Presented By: Biomedical Engineering
Scalable online modeling and perturbations for adaptive neuroscience experiments
BME Faculty Candidate - Anne Draelos, Ph.D.
Abstract:
Systems neuroscience is increasingly able to leverage new recording tools and statistical analyses to describe the coordinated activity of large neuronal populations, even entire brains. Combined with precise stimulation technologies, we could begin to dissect large-scale circuits in vivo, constructing models that causally relate neural activity to behavior. Perturbative testing of hypothesized brain-behavior links, however, requires statistically efficient methods for both estimating and intervening on population-level neural dynamics in real time. To build neural models online, we describe a new machine learning method that combines fast, stable dimensionality reduction with a soft tiling of the resulting neural manifold, allowing dynamics to be approximated as a probability flow between tiles. This method can be fit efficiently, scales to large populations, and outperforms existing methods when dynamics are noise-dominated or feature multi-modal transition probabilities. Using online modeling, we can also ‘close the loop’ by selecting optimal circuit interventions to create maps of causal influence within large networks. Our algorithm uses online convex optimization and adaptive stimulation selection to quickly infer the binary network connectivity, rendering the inference of networks of tens of thousands of neurons in vivo feasible in a single experiment. We additionally present a neural response optimization method with multi-output Gaussian processes that uses active stimulus selection to acquire data at locations where models are likeliest to be wrong given the data seen so far. These methods, which combine online neural modeling with adaptive intervention, open the door to automated, theory-driven circuit dissection at scale, providing a powerful new means of interrogating neural function.
Bio:
Dr. Anne Draelos is a Postdoctoral Associate in the Pearson Lab at Duke University focused on machine learning and statistical techniques to facilitate real-time analysis of high-dimensional neural and behavioral data. She is currently a Swartz Foundation Fellow for Theory in Neuroscience and received a 2021 Career Awards at the Scientific Interface from the Burroughs Wellcome Fund.

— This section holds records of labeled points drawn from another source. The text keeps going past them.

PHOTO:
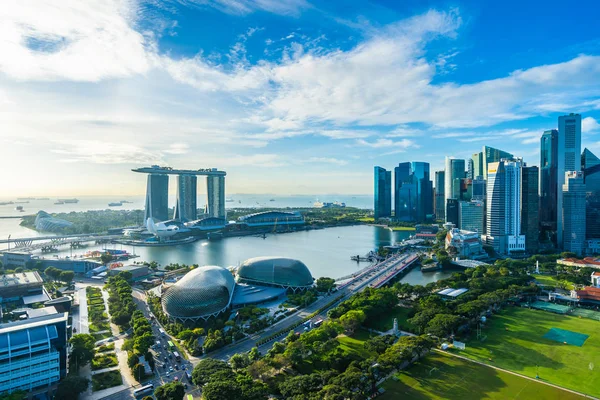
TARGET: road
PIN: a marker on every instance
(365, 279)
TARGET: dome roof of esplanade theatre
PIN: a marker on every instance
(201, 293)
(280, 271)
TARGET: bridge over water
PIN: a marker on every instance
(30, 244)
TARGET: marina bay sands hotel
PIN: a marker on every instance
(157, 193)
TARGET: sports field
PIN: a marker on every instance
(439, 376)
(515, 341)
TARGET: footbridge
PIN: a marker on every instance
(48, 243)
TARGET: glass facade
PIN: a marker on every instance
(200, 294)
(33, 353)
(157, 197)
(278, 271)
(574, 212)
(529, 208)
(383, 193)
(455, 171)
(422, 178)
(215, 189)
(568, 159)
(186, 208)
(503, 223)
(439, 194)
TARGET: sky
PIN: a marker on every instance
(287, 96)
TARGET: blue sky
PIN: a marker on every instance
(289, 96)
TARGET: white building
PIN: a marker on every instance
(568, 159)
(470, 216)
(468, 244)
(503, 230)
(573, 213)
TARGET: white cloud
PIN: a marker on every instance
(325, 160)
(71, 40)
(178, 148)
(388, 144)
(589, 125)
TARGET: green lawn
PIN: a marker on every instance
(106, 380)
(439, 376)
(386, 322)
(355, 343)
(515, 342)
(549, 280)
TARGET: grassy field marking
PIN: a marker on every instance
(515, 342)
(456, 378)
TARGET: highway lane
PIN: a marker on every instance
(163, 375)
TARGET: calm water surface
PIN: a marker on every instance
(326, 252)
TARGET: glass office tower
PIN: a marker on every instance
(157, 198)
(383, 193)
(548, 179)
(186, 208)
(530, 208)
(569, 159)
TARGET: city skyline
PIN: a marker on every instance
(282, 98)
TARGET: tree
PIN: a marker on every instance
(66, 276)
(239, 361)
(71, 387)
(220, 390)
(82, 349)
(138, 371)
(170, 391)
(204, 370)
(352, 319)
(325, 284)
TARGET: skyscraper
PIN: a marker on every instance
(422, 178)
(479, 188)
(573, 218)
(455, 171)
(470, 169)
(439, 195)
(402, 175)
(530, 208)
(186, 207)
(477, 165)
(490, 155)
(503, 230)
(215, 186)
(470, 216)
(157, 198)
(383, 193)
(452, 211)
(569, 159)
(590, 164)
(548, 179)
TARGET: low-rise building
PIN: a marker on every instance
(33, 352)
(467, 244)
(138, 272)
(590, 262)
(13, 287)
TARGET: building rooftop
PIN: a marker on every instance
(34, 322)
(155, 169)
(21, 278)
(449, 292)
(252, 294)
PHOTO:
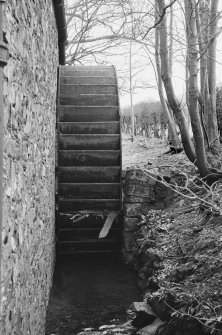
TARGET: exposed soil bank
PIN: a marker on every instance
(89, 293)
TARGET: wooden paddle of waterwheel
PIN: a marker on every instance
(88, 173)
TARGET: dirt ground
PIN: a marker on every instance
(90, 292)
(189, 239)
(190, 245)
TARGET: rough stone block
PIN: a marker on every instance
(30, 85)
(130, 224)
(129, 240)
(137, 209)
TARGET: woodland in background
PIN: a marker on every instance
(164, 33)
(151, 121)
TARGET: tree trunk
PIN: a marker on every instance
(193, 88)
(212, 115)
(167, 80)
(171, 123)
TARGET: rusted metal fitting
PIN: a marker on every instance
(3, 53)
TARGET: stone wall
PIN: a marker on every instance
(143, 194)
(30, 84)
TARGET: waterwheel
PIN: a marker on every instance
(88, 159)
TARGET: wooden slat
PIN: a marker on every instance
(90, 71)
(90, 100)
(86, 80)
(89, 127)
(89, 142)
(89, 157)
(87, 174)
(89, 246)
(73, 205)
(89, 190)
(88, 114)
(79, 234)
(92, 221)
(72, 90)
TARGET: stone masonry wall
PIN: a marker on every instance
(142, 194)
(30, 84)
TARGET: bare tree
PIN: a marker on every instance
(177, 108)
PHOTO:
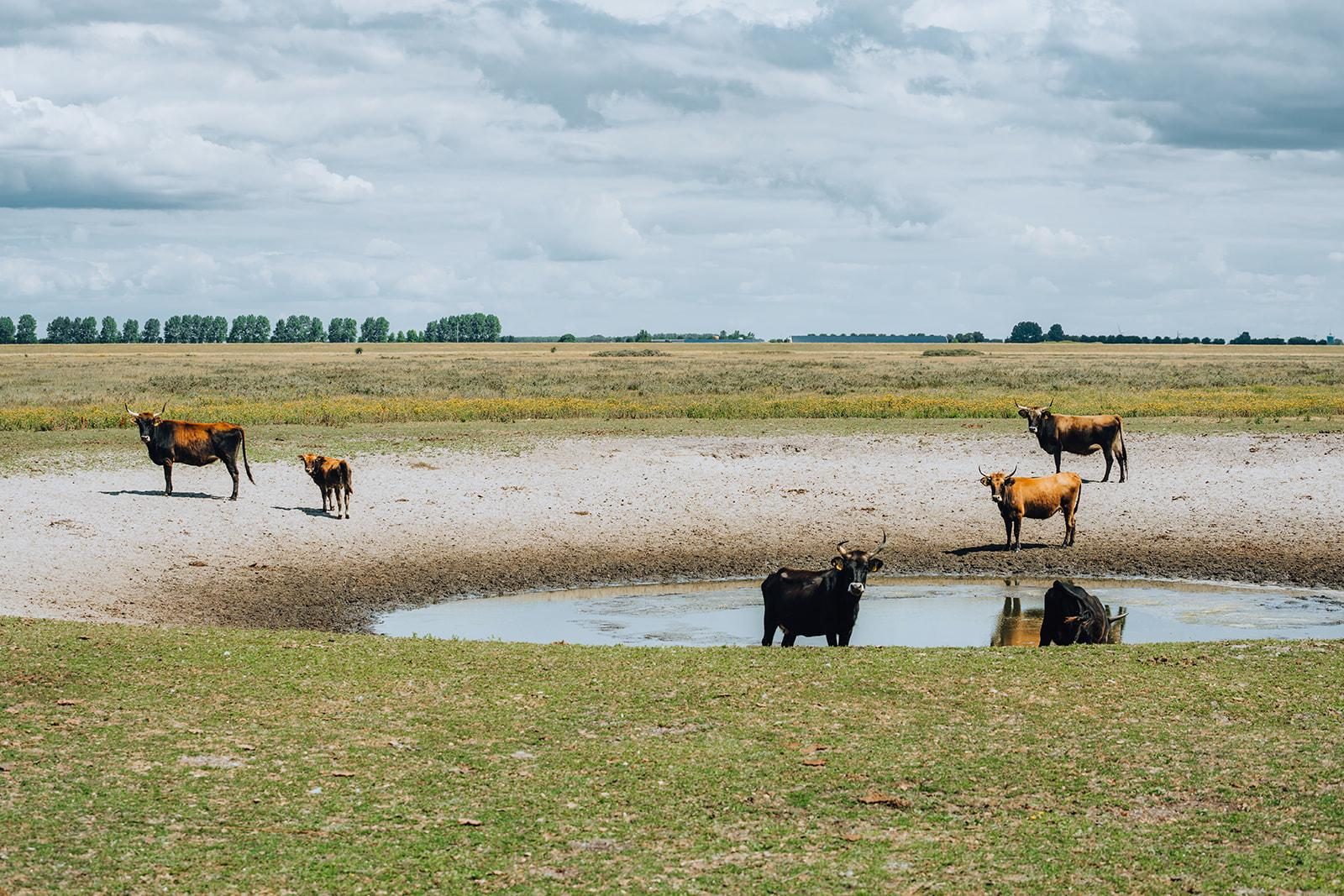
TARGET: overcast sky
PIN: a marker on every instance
(777, 165)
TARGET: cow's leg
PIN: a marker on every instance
(232, 465)
(770, 625)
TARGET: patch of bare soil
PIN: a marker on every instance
(108, 546)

Zoom Link: https://umich.zoom.us/j/91252848761?pwd=MkpCaDRHcjlRRWxuUzFEakQyM1RYUT09
Systems neuroscience is increasingly able to leverage new recording tools and statistical analyses to describe the coordinated activity of large neuronal populations, even entire brains. Combined with precise stimulation technologies, we could begin to dissect large-scale circuits in vivo, constructing models that causally relate neural activity to behavior. Perturbative testing of hypothesized brain-behavior links, however, requires statistically efficient methods for both estimating and intervening on population-level neural dynamics in real time. To build neural models online, we describe a new machine learning method that combines fast, stable dimensionality reduction with a soft tiling of the resulting neural manifold, allowing dynamics to be approximated as a probability flow between tiles. This method can be fit efficiently, scales to large populations, and outperforms existing methods when dynamics are noise-dominated or feature multi-modal transition probabilities. Using online modeling, we can also ‘close the loop’ by selecting optimal circuit interventions to create maps of causal influence within large networks. Our algorithm uses online convex optimization and adaptive stimulation selection to quickly infer the binary network connectivity, rendering the inference of networks of tens of thousands of neurons in vivo feasible in a single experiment. We additionally present a neural response optimization method with multi-output Gaussian processes that uses active stimulus selection to acquire data at locations where models are likeliest to be wrong given the data seen so far. These methods, which combine online neural modeling with adaptive intervention, open the door to automated, theory-driven circuit dissection at scale, providing a powerful new means of interrogating neural function.
Bio:
Dr. Anne Draelos is a Postdoctoral Associate in the Pearson Lab at Duke University focused on machine learning and statistical techniques to facilitate real-time analysis of high-dimensional neural and behavioral data. She is currently a Swartz Foundation Fellow for Theory in Neuroscience and received a 2021 Career Awards at the Scientific Interface from the Burroughs Wellcome Fund.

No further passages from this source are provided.